El remedio de Philip no era una droga completa y, por desgracia, contaba con efectos secundarios severos. Según sus informes, las embarazadas padecían el peor de los sufrimientos cada vez que el útero se extendía para dejarle hueco al bebé. Era una tortura.
–Te voy a dar una receta para cuando eso pase.
–¿Cómo sé que no es otro de tus trucos?
–Si no me crees, no la uses.
A Hugo le dio un vuelco el corazón y soltó una carcajada irónica. Philip no mostraba el más mínimo interés por seguir viviendo. El viejo era un artista de la dialéctica.
–¿Por qué le dolerá tanto?
–Por lo que estás pensando.
–¿Cómo sabes lo que pienso?
–Siempre lo has llamado “monstruo”. ¿No es lo que la señora carga en su vientre?
Hugo meció la espada y golpeó la cabeza de Philip. El anciano gritó, todo le daba vueltas y terminó dejado caer la cabeza con los ojos cerrados mientras la goteaba sangre por la frente.
–Algún día te arrancaré esa lengua viperina que tienes.
Philip arrugó la frente por el dolor y consiguió levantar la cara una vez más. Hugo lo miraba con los ojos en llamas, pero el viejo era consciente que su debilidad, la duquesa, le había vuelto a salvar la vida. No obstante, el astuto médico no adivinó que, en realidad, Hugo había estado fingiendo ira y analizando cada una de sus palabras. Si bien es cierto que siempre se había referido al bebé como “monstruo”, Philip lo había odiado siempre. El motivo por el que él mismo lo había dicho era para provocarle.
–Todos los Taran somos monstruos. ¿Crees que le tengo el más mínimo aprecio a algo que ni siquiera ha nacido y con la sangre de mi familia corriéndole por las venas?

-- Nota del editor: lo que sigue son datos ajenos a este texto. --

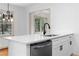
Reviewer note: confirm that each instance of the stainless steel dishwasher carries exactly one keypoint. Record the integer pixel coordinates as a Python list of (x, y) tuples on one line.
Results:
[(41, 48)]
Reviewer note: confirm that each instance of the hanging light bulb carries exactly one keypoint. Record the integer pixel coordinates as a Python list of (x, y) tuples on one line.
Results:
[(3, 17)]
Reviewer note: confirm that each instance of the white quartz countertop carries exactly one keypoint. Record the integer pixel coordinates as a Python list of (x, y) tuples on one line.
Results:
[(33, 38)]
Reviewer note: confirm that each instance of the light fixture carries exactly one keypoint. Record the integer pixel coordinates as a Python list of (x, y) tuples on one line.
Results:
[(8, 15)]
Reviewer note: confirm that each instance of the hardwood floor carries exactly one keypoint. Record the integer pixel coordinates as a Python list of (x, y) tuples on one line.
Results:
[(4, 52)]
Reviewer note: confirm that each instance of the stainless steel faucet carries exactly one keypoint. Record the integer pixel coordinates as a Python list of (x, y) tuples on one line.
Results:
[(44, 32)]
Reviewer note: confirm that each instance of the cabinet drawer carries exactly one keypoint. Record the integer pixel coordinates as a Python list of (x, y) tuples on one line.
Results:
[(61, 39), (62, 49)]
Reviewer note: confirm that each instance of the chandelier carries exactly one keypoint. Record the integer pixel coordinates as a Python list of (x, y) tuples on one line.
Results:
[(8, 15)]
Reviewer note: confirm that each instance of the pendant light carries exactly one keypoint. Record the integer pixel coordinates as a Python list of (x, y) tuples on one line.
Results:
[(8, 16)]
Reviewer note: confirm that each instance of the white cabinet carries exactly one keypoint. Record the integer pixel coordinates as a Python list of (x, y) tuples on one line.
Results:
[(3, 43), (17, 49), (62, 46)]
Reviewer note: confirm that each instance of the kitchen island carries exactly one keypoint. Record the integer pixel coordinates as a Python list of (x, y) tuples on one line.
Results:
[(20, 45)]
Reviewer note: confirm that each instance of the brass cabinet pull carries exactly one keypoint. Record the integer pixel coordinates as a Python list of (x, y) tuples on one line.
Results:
[(70, 42), (61, 47)]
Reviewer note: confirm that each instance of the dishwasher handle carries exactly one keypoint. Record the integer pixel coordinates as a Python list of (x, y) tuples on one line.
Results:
[(42, 46)]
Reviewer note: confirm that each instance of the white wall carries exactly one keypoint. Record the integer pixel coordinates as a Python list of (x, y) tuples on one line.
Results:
[(64, 18), (19, 18)]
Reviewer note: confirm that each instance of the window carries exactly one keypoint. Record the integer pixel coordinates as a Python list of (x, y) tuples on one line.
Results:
[(39, 23), (37, 20), (5, 26)]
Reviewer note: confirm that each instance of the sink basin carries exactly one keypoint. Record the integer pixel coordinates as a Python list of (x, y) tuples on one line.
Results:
[(50, 35)]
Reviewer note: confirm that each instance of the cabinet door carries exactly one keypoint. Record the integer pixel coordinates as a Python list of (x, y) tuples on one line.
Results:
[(62, 47), (17, 49), (60, 50)]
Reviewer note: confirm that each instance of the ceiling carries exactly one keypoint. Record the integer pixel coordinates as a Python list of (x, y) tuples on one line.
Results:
[(22, 4)]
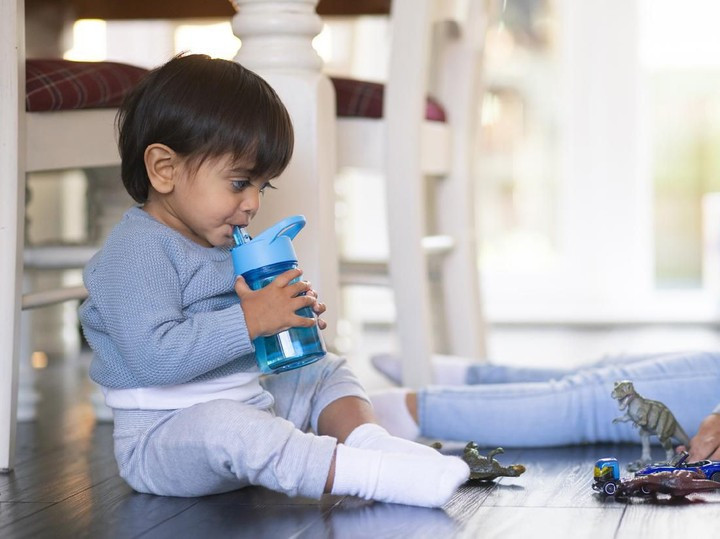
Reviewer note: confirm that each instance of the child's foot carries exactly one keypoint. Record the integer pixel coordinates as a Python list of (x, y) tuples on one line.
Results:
[(391, 412), (397, 478), (447, 370), (372, 436)]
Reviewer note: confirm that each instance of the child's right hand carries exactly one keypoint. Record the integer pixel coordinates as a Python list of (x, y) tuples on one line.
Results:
[(272, 308)]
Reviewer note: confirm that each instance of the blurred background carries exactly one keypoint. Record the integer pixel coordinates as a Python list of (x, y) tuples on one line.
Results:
[(597, 177)]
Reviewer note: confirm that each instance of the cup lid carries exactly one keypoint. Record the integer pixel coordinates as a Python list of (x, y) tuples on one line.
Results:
[(271, 246)]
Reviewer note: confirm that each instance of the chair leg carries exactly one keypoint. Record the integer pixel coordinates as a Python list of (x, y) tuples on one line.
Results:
[(12, 212), (277, 44)]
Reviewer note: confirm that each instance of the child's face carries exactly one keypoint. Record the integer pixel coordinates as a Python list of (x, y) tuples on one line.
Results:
[(205, 205)]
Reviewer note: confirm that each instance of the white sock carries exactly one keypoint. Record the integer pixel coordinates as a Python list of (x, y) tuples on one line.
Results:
[(446, 370), (397, 478), (392, 413), (372, 436)]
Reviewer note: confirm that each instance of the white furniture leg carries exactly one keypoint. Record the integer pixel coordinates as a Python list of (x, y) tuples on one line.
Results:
[(12, 212), (277, 44), (405, 187)]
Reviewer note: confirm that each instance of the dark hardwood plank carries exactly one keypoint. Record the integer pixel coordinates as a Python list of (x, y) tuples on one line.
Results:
[(109, 509), (696, 516), (555, 522), (358, 519), (55, 475), (10, 512), (555, 477)]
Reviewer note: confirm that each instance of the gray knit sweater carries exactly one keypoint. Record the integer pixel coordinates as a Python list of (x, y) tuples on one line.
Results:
[(162, 309)]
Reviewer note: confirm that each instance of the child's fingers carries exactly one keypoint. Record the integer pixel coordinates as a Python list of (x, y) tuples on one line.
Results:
[(319, 308), (241, 287)]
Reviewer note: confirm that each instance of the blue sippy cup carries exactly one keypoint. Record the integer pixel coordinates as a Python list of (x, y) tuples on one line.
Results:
[(259, 260)]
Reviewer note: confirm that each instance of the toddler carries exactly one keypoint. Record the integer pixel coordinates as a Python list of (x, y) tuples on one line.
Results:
[(172, 330)]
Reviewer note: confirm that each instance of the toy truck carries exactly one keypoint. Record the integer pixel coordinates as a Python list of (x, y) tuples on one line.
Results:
[(607, 476)]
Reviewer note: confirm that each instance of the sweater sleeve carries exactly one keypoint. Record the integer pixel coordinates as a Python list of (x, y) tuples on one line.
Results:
[(140, 304)]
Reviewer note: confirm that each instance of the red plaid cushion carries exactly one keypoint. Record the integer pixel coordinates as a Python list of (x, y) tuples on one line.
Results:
[(358, 98), (63, 84)]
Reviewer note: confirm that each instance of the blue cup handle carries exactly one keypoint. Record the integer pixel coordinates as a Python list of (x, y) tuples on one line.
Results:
[(288, 227)]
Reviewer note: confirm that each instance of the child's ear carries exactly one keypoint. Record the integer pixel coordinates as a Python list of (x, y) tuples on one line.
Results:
[(161, 166)]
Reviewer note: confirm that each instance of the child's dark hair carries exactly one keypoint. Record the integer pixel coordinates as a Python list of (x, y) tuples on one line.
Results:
[(203, 108)]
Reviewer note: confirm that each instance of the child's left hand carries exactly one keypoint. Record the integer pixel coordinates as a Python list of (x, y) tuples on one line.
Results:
[(318, 308)]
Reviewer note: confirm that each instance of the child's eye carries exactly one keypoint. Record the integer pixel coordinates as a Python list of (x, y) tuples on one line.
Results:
[(239, 185)]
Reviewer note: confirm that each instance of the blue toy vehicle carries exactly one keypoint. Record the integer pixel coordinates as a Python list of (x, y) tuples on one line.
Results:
[(709, 468)]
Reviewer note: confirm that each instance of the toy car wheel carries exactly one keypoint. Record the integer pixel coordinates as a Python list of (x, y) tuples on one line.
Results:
[(609, 488)]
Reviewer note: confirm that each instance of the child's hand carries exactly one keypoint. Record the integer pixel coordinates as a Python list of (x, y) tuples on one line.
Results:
[(706, 443), (272, 308), (318, 308)]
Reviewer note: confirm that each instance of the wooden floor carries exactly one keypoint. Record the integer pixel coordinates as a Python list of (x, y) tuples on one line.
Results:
[(65, 484)]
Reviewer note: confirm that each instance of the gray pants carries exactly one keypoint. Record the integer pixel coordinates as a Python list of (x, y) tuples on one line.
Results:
[(224, 445)]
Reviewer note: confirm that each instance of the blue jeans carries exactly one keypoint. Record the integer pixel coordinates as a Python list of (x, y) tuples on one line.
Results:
[(522, 407)]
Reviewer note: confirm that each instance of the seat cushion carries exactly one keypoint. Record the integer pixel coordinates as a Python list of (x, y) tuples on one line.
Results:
[(363, 99), (63, 84), (56, 84)]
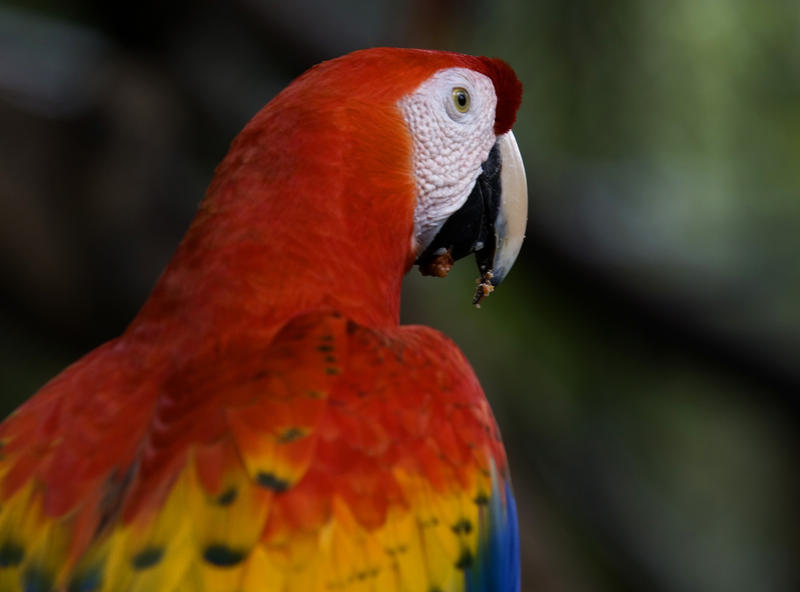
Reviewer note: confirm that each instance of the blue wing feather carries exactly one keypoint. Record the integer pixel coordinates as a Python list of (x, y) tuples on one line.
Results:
[(498, 567)]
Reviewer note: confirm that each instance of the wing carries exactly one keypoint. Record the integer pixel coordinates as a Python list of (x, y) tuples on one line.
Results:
[(336, 458)]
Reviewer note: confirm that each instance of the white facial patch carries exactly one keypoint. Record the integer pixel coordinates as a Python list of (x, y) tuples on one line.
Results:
[(452, 136)]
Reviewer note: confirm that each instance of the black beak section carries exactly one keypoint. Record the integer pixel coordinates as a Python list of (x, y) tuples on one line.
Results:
[(491, 223)]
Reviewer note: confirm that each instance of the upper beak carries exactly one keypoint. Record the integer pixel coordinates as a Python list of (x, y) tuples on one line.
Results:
[(512, 218), (491, 223)]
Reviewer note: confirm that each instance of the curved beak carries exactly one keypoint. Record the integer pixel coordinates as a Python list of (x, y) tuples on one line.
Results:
[(511, 220), (491, 223)]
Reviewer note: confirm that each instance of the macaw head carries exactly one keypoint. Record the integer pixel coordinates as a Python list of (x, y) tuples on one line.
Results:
[(362, 167)]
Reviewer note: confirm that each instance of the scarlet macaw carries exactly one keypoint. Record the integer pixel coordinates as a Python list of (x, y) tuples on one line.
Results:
[(264, 423)]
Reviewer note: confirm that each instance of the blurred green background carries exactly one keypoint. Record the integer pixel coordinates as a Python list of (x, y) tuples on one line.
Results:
[(643, 357)]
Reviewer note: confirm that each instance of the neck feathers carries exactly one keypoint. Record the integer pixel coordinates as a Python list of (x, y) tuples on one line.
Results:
[(312, 207)]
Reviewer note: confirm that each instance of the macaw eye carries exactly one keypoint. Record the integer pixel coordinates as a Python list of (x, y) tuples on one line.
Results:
[(460, 99)]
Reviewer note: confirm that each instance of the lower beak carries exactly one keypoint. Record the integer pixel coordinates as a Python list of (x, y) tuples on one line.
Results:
[(490, 224)]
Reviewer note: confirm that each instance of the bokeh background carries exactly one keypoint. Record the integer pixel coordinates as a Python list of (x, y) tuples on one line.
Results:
[(643, 357)]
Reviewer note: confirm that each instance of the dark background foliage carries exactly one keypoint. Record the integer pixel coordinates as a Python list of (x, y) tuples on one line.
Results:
[(642, 357)]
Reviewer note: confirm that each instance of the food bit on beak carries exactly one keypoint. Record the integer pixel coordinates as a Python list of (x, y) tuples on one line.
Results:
[(439, 266), (484, 288)]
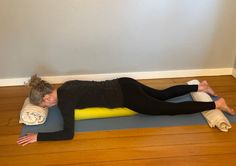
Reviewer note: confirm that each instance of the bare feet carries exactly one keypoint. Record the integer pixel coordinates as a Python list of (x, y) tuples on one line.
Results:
[(204, 87), (221, 104)]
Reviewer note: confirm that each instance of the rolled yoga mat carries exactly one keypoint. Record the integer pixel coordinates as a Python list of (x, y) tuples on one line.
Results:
[(54, 121)]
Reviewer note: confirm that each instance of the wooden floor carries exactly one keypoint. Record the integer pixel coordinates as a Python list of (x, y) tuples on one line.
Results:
[(179, 145)]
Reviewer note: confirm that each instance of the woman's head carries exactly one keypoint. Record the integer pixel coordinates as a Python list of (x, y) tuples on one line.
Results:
[(41, 92)]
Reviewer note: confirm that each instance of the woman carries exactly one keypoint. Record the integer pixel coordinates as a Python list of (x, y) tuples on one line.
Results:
[(121, 92)]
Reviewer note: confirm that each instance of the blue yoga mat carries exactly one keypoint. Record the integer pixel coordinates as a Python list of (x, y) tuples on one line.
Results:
[(54, 121)]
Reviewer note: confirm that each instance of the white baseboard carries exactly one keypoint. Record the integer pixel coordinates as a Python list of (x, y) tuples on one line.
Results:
[(135, 75), (234, 72)]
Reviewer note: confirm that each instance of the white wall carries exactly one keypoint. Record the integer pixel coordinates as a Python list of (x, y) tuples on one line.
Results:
[(64, 37)]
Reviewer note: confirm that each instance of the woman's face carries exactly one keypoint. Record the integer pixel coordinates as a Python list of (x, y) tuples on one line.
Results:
[(49, 100)]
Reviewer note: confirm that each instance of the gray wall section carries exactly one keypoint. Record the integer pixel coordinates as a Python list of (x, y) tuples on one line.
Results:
[(62, 37)]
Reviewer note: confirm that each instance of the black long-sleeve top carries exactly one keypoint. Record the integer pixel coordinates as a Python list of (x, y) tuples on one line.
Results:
[(83, 94)]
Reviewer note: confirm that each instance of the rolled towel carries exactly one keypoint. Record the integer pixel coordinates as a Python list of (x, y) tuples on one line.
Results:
[(32, 115), (215, 117)]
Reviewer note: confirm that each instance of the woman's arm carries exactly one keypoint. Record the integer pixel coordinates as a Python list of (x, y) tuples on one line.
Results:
[(29, 138), (67, 109)]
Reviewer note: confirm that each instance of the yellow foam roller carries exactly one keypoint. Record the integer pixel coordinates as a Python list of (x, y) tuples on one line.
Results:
[(98, 112)]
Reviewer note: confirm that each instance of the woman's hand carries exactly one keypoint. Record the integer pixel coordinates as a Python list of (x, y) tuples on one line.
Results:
[(27, 139)]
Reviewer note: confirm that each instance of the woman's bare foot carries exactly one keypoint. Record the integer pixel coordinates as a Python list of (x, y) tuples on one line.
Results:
[(221, 104), (204, 87)]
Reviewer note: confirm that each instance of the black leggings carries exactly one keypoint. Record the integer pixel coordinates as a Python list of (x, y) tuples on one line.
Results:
[(146, 100)]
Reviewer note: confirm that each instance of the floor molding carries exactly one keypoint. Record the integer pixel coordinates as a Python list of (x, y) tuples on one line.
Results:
[(234, 72), (136, 75)]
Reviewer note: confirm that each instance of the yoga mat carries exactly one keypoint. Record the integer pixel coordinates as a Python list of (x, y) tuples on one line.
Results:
[(54, 121)]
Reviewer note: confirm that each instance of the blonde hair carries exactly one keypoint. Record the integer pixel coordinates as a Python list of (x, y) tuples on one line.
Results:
[(39, 88)]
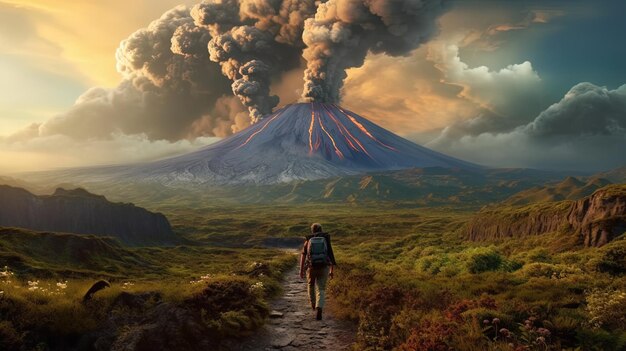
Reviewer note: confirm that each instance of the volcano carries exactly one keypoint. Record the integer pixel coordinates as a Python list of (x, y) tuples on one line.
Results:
[(303, 141)]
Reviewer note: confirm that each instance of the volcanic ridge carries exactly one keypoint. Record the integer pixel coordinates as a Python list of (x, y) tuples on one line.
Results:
[(301, 141)]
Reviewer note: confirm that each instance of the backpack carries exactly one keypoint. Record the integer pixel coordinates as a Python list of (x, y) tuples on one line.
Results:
[(317, 251)]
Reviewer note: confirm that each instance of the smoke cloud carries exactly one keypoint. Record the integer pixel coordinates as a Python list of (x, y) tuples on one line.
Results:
[(344, 31), (254, 41)]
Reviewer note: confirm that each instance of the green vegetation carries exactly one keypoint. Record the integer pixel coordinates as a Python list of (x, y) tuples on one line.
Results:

–Eso es lo que crees, pero será mejor que no lo hagas. A no ser que quieras perder a la señora.
–Paparruchas.
–La vitalidad de los Taran es espectacular. Si intentas provocar un aborto con drogas, sólo dañarás a la madre. Si no me crees, adelante. Pero ¿asumirás el riesgo?
No. No podía. Hugo revaluó la relación que mantenía con ese doctor y, derrotado, entendió que él tenía la mano cantante. Hugo desconocía cada detalle que Philip sabía a la perfección. Necesitaba información, necesitaba todo aquello que las otras generaciones de la familia Philip habían pasado de padres a hijos… Pero ¿dónde estaba? La fecha del parto se acercaba, el retoño crecía y el tiempo se acababa.
Hugo se levantó. Si continuaba con aquella conversación terminaría revelando todos sus ases bajo la manga. Salió del sótano e incapaz de controlar su furia, se quedó allí de pie unos minutos.
–Dean.
–Sí, mi señor. – Respondió el lacayo sin dejar de contener la respiración.
–Entra y consigue la receta de la que me ha hablado ese carcamal. Tenedle vigilado, que nadie entre en contacto con él.
Hugo subió las escaleras sintiendo un peso inamovible. Cogió aire y, de alguna manera, se las apañó para retener el bramido de la garganta. Maldecía su destino y a los cielos que se burlaban de él.